Whatever happened to “we reserve the right to refuse service to anyone”?
While we can’t deny our words have weight, that we should be quick to listen, slow to speak, and that whatever proceeds out of our mouth should be wholesome, we also can’t deny that we should be slow to anger. Gracious. Patient.
The way Christians live their lives (or should) is that they do what they can to spread the Gospel, without being arrogant and insistent that other join their ranks. Sure, they have some power. They can refuse service. And we all, Christian or non-Christian, have access to the voting booth, a shot at running for Congressman or even POTUS. But on a lower, more practical and day to day level, we also are capable of tactfully engaging in difficult conversations with people we view as un-like us.
Sometimes, the outcome goes the way a Christian desires. Sometimes it doesn’t – like when the White House was lit up in rainbow colors. Christians viewed such boldness as not only a flip of the bird toward God, but a heretical act that took God’s message of “I will never destroy the earth with water again” to mean that neither would He would destroy a replica of Sodom and Gomorrah.
No such promise exists, but the POTUS and Supreme Court acted as though it did. So yes, Christians were offended at a multi-colored White House, and still are. But that doesn’t mean we have license to sue, or hate, or in any way force others to believe what we believe or even approve of the lifestyle we live. It simply means we keep praying, speaking out about what we believe, and voting, while continuing to read God’s Word so as not to forget our beliefs and where our ultimate loyalty lies.

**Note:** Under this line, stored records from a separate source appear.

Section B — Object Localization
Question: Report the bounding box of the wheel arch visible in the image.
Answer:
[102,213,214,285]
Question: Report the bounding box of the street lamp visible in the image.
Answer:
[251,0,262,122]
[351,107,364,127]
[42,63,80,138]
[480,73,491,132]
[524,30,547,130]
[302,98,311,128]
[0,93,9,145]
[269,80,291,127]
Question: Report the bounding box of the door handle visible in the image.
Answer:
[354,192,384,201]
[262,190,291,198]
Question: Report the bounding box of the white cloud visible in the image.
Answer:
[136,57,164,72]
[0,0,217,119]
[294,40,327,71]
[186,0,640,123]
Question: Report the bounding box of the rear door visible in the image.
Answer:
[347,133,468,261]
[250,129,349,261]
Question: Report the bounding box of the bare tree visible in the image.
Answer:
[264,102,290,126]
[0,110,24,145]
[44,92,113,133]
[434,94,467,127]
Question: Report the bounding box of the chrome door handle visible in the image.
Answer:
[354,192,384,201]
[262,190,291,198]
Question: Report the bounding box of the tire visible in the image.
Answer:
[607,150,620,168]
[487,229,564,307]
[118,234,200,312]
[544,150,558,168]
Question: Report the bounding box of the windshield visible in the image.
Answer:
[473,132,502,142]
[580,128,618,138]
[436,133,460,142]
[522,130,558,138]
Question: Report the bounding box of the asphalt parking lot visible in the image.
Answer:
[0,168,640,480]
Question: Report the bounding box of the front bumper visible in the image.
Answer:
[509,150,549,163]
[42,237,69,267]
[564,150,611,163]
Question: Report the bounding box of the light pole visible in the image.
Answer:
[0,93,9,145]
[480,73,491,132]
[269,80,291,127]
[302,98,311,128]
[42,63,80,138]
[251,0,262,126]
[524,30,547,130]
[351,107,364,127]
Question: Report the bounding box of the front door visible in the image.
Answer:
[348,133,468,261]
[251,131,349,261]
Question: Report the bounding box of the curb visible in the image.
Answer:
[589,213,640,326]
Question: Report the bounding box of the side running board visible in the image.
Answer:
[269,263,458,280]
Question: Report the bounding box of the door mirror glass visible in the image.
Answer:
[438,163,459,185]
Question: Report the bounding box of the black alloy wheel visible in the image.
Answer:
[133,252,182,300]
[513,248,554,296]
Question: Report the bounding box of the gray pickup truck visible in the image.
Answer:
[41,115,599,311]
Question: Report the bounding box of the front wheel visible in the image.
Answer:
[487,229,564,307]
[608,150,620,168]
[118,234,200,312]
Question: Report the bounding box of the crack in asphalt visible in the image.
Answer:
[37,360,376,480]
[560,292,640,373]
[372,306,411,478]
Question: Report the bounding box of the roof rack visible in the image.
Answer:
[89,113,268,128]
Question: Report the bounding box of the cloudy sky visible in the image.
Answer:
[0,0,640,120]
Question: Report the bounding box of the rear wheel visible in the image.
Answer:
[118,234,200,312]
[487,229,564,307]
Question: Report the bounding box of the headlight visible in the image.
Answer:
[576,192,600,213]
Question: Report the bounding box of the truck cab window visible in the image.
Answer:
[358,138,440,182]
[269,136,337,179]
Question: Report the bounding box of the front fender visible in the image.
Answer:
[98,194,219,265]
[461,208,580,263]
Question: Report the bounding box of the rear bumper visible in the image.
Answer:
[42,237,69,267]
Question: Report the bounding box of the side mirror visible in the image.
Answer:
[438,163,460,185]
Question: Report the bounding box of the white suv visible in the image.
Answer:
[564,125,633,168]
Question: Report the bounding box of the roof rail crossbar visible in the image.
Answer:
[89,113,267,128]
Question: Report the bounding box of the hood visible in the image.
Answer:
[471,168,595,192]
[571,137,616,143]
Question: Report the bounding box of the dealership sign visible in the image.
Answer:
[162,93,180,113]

We pledge allegiance to the United States of America, but that allegiance only goes so far. If America ever tries to force us to serve another god, or deny the one, true God, that’s where our allegiance ends. Because first and foremost, we pledge allegiance to Jesus Christ.
Do I trust myself to go so far as some martyrs have been called to go throughout church history? To be burned and the stake or boiled in oil or crucified upside down for my faith?
No! That makes a day in the Supreme Court look like a piece of cake (pun intended)!
But neither have I been called to become a martyr – thus far. If the day comes when I am called to give up my life because of my faith by gruesome, torturous means (or even by “humane” means), I’m confident God will give me dying grace. Until then, I’ll continue to do what I can: speak the truth, speak it in love, and work at being impossible to offend.
One has to wonder if the case of the Colorado cake baker could have been kept out of court. What if the homosexual couple and Christian baker met once a week to try and iron out their differences? Perhaps they could have come to understand one another better, if nothing else. The meetings may or may not have led to an agreement on services, but my guess is that the more people get to know each other, the more people hesitate to take one another all the way to the Supreme Court.
The lessons we can learn from this Supreme Court case are:
Be careful what you say. Know what your convictions are and exactly how far you’re willing to take them, while giving thorough thought as to how your actions might affect others – perhaps an entire nation. And wear your rhino skin, always.
Congratulations to Jack Phillips, but also every American. For this is a victory for all.